After a year of consolidation in the data leak prevention market, DLP has emerged as a critical part of the IT security strategy for many organizations. But some say the technology still has plenty of room to grow.
When it comes to DLP, organizations need to have a firm understanding of what their sensitive data is, where it is and what policies need to be in place to govern it. The challenges involved in creating and enforcing policy are cited by some as key issues facing organizations looking to deploy DLP and related technologies.
A recent study by IDC cited complexity and budgetary concerns as the top barriers to investment in what the analyst firm called IPC (information protection and control). IDC defined IPC in broad terms, stating that it includes products that monitor, encrypt, filter and block sensitive data at rest, in motion and in use.

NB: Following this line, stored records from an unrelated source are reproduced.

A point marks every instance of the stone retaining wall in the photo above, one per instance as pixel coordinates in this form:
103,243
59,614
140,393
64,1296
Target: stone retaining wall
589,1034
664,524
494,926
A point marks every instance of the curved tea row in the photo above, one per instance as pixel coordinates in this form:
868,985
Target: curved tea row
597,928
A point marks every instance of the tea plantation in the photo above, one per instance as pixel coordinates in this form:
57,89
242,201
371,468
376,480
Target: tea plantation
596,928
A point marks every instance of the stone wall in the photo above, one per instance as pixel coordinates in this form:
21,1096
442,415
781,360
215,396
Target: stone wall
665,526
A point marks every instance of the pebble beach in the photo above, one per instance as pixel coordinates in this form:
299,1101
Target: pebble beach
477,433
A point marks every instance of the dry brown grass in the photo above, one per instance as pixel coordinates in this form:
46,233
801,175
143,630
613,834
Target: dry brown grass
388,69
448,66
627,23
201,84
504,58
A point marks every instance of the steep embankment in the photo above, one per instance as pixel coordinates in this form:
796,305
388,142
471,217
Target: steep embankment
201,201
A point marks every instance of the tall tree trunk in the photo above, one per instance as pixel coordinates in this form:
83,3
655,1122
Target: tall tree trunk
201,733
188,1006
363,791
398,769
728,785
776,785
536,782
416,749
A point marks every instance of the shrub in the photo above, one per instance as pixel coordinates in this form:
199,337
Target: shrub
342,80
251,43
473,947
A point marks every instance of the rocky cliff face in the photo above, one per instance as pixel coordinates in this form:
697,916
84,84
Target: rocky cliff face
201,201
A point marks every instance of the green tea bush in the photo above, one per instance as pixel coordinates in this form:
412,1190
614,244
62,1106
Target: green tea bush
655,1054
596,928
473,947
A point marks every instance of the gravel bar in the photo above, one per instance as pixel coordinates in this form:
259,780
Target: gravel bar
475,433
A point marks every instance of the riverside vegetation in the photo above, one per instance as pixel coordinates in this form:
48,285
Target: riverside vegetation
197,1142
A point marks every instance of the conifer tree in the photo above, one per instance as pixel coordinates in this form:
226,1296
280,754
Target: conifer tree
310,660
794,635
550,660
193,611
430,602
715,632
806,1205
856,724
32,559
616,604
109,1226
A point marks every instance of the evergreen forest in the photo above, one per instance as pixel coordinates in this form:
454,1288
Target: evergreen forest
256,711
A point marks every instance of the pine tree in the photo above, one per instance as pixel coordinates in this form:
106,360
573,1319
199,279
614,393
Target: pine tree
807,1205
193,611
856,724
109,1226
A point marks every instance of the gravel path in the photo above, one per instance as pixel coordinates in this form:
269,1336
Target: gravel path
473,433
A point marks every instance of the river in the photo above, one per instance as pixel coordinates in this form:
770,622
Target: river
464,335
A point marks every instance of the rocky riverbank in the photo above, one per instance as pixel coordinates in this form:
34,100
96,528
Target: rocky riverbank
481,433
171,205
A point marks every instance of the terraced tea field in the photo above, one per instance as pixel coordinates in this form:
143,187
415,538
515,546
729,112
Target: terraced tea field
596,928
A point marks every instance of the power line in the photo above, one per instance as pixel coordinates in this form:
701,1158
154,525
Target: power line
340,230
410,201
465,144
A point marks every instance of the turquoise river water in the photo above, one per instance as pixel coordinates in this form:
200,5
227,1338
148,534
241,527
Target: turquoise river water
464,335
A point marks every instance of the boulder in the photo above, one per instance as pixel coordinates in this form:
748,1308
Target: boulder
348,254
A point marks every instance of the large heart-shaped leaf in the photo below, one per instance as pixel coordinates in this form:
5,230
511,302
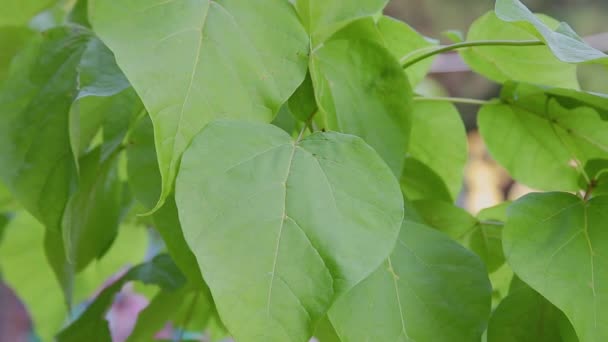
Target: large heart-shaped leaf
563,41
281,228
194,61
534,64
145,182
556,243
323,17
429,281
534,130
362,90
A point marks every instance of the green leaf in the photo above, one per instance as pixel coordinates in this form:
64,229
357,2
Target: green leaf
142,165
482,235
454,221
324,17
533,130
563,41
535,64
12,40
525,316
439,140
35,124
289,226
177,307
355,78
419,181
35,161
144,179
16,13
396,36
430,289
325,332
24,267
94,211
167,223
79,14
555,242
302,103
92,326
215,59
486,240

“DLP is still an early category, as only about 10 percent of the Global 2000 have implemented [it] so far,” said Steve Roop, senior director of products and marketing at Symantec. “Therefore, in 2008, we expect to see continued market adoption in large business and government organizations across North America, Europe and Asia Pacific.”
Getting that increased adoption may rely partly on how vendors address the complexity question. Customers want push-button accuracy to solve their specific problem, without the need to change or impact behavior in the business, according to Gartner analyst Paul Proctor. A key reason organizations sometimes refuse to use the blocking capabilities of DLP technology is because they are unable to tune it to reduce false positives sufficiently, Proctor said. Other times, he said, there isn’t enough internal buy-in to keep employees from revolting when certain actions get blocked.

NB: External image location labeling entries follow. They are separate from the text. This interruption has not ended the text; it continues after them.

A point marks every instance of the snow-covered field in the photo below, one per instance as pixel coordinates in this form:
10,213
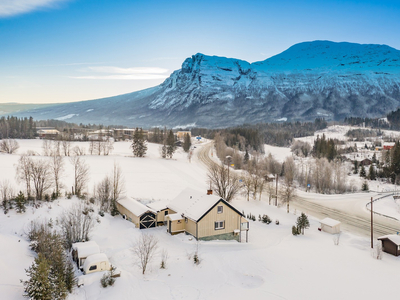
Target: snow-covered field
273,265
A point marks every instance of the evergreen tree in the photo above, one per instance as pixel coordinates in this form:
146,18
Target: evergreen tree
20,203
39,286
363,172
170,144
139,146
302,223
187,143
371,173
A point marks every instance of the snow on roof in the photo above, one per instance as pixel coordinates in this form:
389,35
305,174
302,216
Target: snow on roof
330,222
158,205
135,206
175,217
193,204
86,248
95,258
393,237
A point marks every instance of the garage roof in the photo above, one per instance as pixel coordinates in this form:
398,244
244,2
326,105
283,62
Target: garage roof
135,206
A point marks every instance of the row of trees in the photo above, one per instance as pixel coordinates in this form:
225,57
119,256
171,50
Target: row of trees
13,127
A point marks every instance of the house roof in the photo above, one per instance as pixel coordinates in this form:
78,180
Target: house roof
85,249
95,258
135,206
330,222
392,237
194,204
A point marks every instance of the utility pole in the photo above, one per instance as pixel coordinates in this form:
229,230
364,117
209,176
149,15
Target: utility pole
372,226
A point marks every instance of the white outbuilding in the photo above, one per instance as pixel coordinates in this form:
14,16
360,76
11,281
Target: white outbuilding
330,225
96,263
82,250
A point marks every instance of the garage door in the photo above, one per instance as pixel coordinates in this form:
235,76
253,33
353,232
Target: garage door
147,220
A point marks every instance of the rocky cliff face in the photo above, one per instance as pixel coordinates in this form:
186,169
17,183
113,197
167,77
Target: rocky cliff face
309,80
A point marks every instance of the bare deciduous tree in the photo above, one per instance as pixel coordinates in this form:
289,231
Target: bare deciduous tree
57,166
78,151
9,146
144,249
24,172
77,223
118,187
46,146
225,184
66,145
81,174
286,194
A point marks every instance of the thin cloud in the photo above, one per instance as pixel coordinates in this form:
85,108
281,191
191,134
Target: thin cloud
10,8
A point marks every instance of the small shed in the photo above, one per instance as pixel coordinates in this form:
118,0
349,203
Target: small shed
330,225
96,263
391,244
82,250
139,214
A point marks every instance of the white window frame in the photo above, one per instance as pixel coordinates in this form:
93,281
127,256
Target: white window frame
218,225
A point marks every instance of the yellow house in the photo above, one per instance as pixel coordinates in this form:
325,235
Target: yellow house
206,217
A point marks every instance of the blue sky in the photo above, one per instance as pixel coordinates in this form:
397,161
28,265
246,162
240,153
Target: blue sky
71,50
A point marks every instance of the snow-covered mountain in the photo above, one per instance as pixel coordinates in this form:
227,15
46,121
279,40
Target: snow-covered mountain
308,80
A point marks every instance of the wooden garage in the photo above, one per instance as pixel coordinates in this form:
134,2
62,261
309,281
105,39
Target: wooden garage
141,215
391,244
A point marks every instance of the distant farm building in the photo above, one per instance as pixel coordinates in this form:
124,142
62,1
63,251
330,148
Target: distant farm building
202,215
330,225
391,244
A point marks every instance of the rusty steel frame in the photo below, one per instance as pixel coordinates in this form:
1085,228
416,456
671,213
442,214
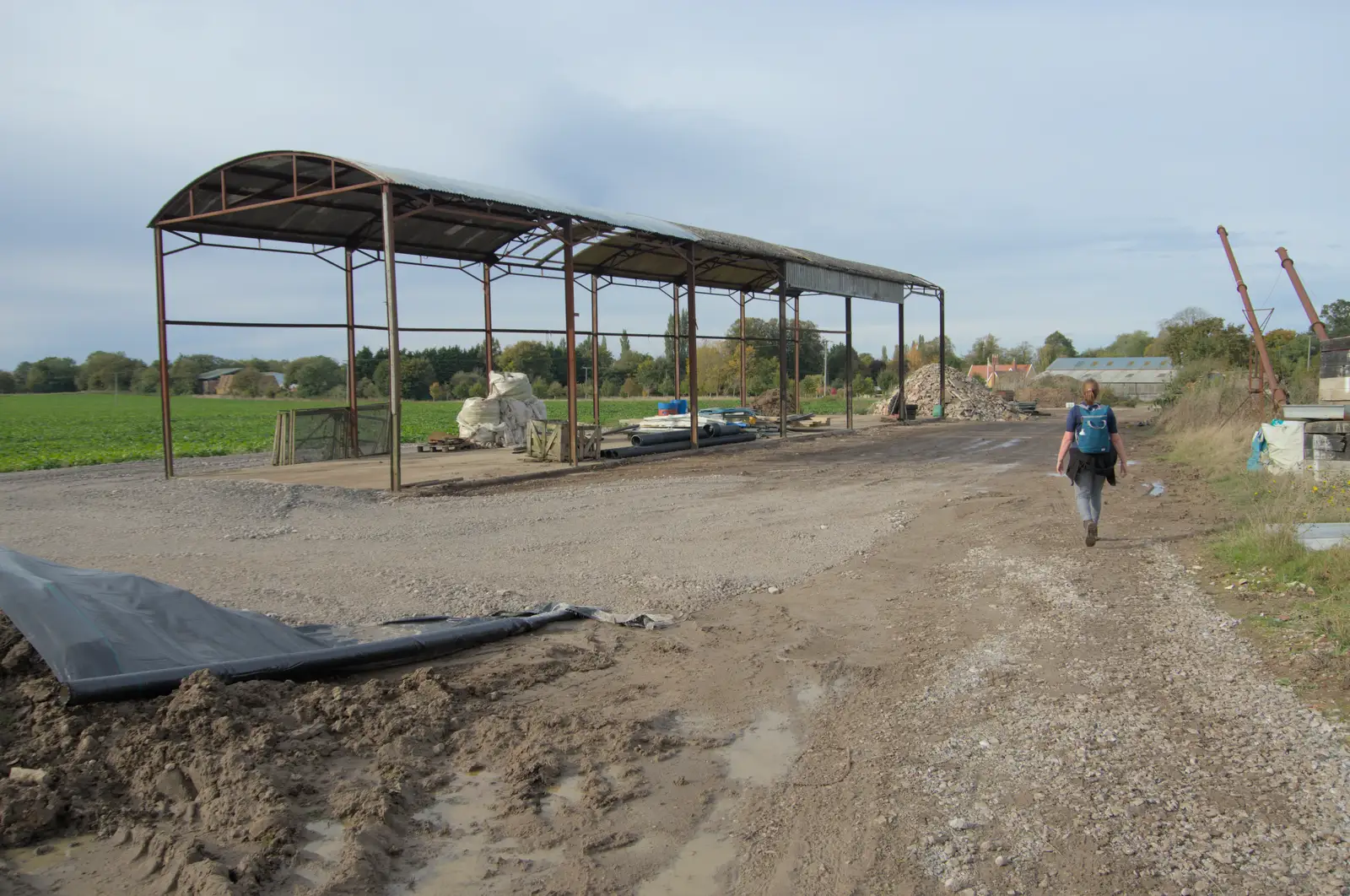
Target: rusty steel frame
570,301
744,397
533,234
351,350
693,350
848,362
165,420
596,348
1277,393
396,381
1287,263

“Organizations need to spend more time thinking through their problem,” Proctor said. “They need to carefully define sensitive data in their environment, pick a tool that has detection mechanisms that match their needs, and they need to think about the workflow on the backend that governs what they will do when they find sensitive data.”
Security is about optimizing business performance
Symantec uses a variety of detection technologies to ensure accuracy and eliminate false positives when blocking, Roop said.
“To register content, we make a secure hash of the actual data, so it can be identified by a precise match,” he said. “For structured data, such as customer, patient or employee records in tabular format, we use our Exact Data Matching detection algorithm. For unstructured content … we use Indexed Document Matching.”
In cases where it is not possible to register content, the company uses Described Content Matching, including a set of data identifiers that utilize fully configurable validation criteria that identify distinct data types, specific to a broad range of countries and regions, he said.
When it comes to blocking, anti-data leak vendor GTB Technologies relies on proprietary algorithms that break the data into independent, invariant non-overlapping segments and then hashes them. CEO Uzi Yair said enterprises are looking for better accuracy, the ability to block based on a pre-defined severity level and the ability to combine content-based policies and encryption on the endpoint instead of just detection based on data patterns.
In the end, security is about optimizing business performance, said Ogren Group analyst Eric Ogren. To speed DLP adoption, Ogren said vendors should focus on data discovery, as well as making the technology identity-based and simple to use.
“Do the heavy lifting of classifying data and usage patterns for IT, produce concise reports [and] have detail available when needed,” he said. “Most of all, support the drift in requirements that are inevitable in a dynamic business. Users will come and go, confidential information is created at a dizzying pace, and DLP has to be flexible enough to be as dynamic as the business.”